“Connective Thread” is a new art exhibit by Adriana Gordillo that explores intergenerational memory, autonomy, and the strengths of female labor through sewing as an undervalued art form. The exhibit is open through May 14 at the CLUES Art Gallery (797 East 7th Street, Saint Paul).
Gordillo is from Cali, Colombia, and works as a poet, artist, and Spanish educator. She uses textiles and papers to focus on the intersection between written and visual texts. She also explores the construction of memory — blurring and recombining to reinvent the present.
We asked Gordillo to share thoughts about her art.

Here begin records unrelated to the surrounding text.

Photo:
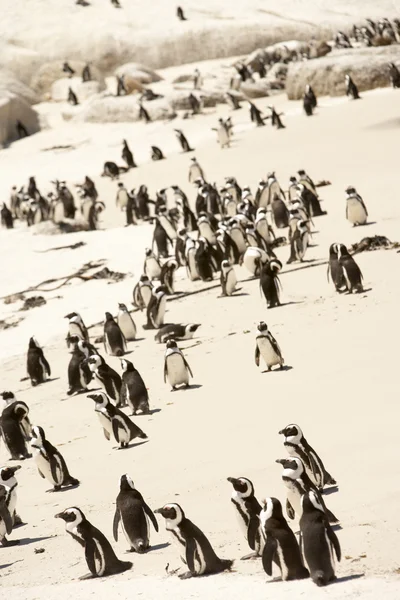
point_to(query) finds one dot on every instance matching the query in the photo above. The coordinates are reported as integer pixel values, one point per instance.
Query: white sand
(342, 388)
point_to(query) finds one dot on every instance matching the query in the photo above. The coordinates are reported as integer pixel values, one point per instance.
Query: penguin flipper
(268, 554)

Sewing connects my family literally and metaphorically. My grandmother was a seamstress born in rural Colombia who lived through a time known as the “Violence with Capital V” during the mid-20th century. She was displaced by political violence from her small town to the nearby city. From an early age, she became the breadwinner of the family. She sewed almost her entire life to help support the family.
For my family, sewing and the many elements of this craft — fabrics, threads, buttons — represent a link to our story. My mother sold fabrics until recently. One of my aunts is a skillful cross-stitcher. The aunt I grew up with uses fabrics and threads, as do I, as part of our artistic practices. I see my creative writing as sewing with words.
I imagine threads [represent] the many paths we take, connecting us at times, other times limiting us, and often nourishing us. In my family, sewing is a symbol of the connection to feminine strength and the capacity for movement, resilience, and transformation that we learned from my grandmother.
If I were to describe an intergenerational scene in my family, it might be a quilt made of memories that overlap, fold, and intertwine. I picture going back in time for lunch on weekends at my grandmother’s house. I see my mother helping with monumental amounts of food being cooked for my grandma’s five children, their spouses, and her seven grandchildren, along with any other relative or friend who happened to be around. All were welcomed at her house.
I imagine grandma stepping out of the kitchen for a moment to help my aunt repair the hem of a pair of pants, or to take some measurements for a dress I want for a Quinceañera party. I hear my uncles singing old Latin American music while they drink aguardiente. I hear my cousins running around playing in a house full of flowers, food, and endless stories that everyone tells, of course, at the same time.
I see my grandmother, and memories of her, as one of the strongest connective threads that kept – and keeps — my family together.
With “Connective Threads” exhibit, I invite people to reflect on threads that have supported women across generations. I encourage people to connect the threads that have gotten us to where we are now, partly so that we can cut the ones that constrain and hurt us. We continue weaving the threads that help us thrive.
I hope we can engage in fruitful conversations about social expectations — the ones that hurt us and the ones that empower us — particularly to challenge limiting expectations about fashion and gender roles.
I hope people see this exhibit as an opportunity to share their stories and to talk about their mothers, grandmothers, aunts, and all the women who have supported them.